As reference, I'll take slide 33 of this presentation:
http://rnc7.loria.fr/oberman_invited.pdf (which is a really nice presentation btw, fwiw, nice overall architecture/algorithms summary.)
Slide 31 is also of some relevance. And if you actually want the original paper, it's all there still:
http://66.102.9.104/search?q=cache:...ction+arith17&hl=en&ct=clnk&cd=1&client=opera
And there's also the original Stuart Oberman paper on enhanced minimax quadratic approximation if the problem is you aren't sure how the algorithm for it works interally. It's basically the same for the multifunction unit, just with some smart sharing.
What you don't seem to be realizing is that what you call the "auxiliary" paths are actually (partially) used for SF. But SF needs to do 3 iterations (it's not strictly three iterations; the second iteration is very specific, as well as some other things, which is why the paper calls it "three hybrid passes" - the details are available on page 3 of the paper if you feel like wasting some time...) - so, it makes use of two of the "auxiliary" paths for this.

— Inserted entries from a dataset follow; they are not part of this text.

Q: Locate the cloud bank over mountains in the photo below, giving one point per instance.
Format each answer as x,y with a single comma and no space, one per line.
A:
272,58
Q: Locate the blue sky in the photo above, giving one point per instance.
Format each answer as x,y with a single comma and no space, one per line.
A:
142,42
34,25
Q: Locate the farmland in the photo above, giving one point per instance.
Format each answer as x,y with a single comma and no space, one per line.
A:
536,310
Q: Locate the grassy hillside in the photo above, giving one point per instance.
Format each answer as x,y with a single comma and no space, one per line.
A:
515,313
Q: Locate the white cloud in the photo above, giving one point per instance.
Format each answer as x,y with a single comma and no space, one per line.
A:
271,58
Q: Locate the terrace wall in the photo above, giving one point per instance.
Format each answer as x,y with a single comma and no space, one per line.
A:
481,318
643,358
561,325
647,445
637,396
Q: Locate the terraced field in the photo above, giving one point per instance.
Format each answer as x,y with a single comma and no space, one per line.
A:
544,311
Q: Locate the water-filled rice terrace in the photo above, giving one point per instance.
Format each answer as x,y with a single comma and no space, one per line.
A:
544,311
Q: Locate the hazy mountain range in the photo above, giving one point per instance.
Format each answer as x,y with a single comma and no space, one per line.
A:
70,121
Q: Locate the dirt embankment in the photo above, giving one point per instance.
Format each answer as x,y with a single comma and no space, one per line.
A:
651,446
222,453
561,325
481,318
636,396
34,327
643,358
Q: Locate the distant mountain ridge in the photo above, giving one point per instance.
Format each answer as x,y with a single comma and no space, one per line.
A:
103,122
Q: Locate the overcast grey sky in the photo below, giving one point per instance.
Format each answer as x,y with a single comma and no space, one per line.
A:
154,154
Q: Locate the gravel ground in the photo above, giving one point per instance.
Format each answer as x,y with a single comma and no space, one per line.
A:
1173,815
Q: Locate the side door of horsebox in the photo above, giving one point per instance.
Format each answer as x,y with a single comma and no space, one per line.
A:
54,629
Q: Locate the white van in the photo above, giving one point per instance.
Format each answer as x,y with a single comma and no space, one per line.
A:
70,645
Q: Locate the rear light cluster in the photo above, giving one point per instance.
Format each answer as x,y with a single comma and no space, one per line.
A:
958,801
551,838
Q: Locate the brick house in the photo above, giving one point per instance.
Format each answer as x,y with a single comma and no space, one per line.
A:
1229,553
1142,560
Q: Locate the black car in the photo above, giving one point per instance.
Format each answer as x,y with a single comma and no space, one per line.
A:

Considering there is at least one other "auxiliary" path available, it's easy to see that the algorithm could be extended to 4 iterations if needed for higher precision in the future, although the only use of that would be GPGPU, imo. None of the papers even allude to that possibility.
Rys' diagram, just like mine, assumes 16 units that need 4 clocks for SF and 1 for interpolation, but clearly it's 4 units (or a bigger one, from the scheduler's POV as I said above) that does one pixel quad of interpolation or one SF per clock. At least as far as I can see, of course.
Uttar
P.S.: I'm now 99% sure that the MUL is doing Special Function setup (to put the values in range). The patents clearly hint also at the MUL functionality of the multipurpose ALU being put to use for that. Finally, I think that except for CUDA, it makes sense to only expose the MUL when you're doing SF, as the MUL would be idling 3/4th of the time when it has to setup a sincos etc., since the SF couldn't keep up. It'd be interesting if they could expose it more generally in the future though, especially in the VS - hmm.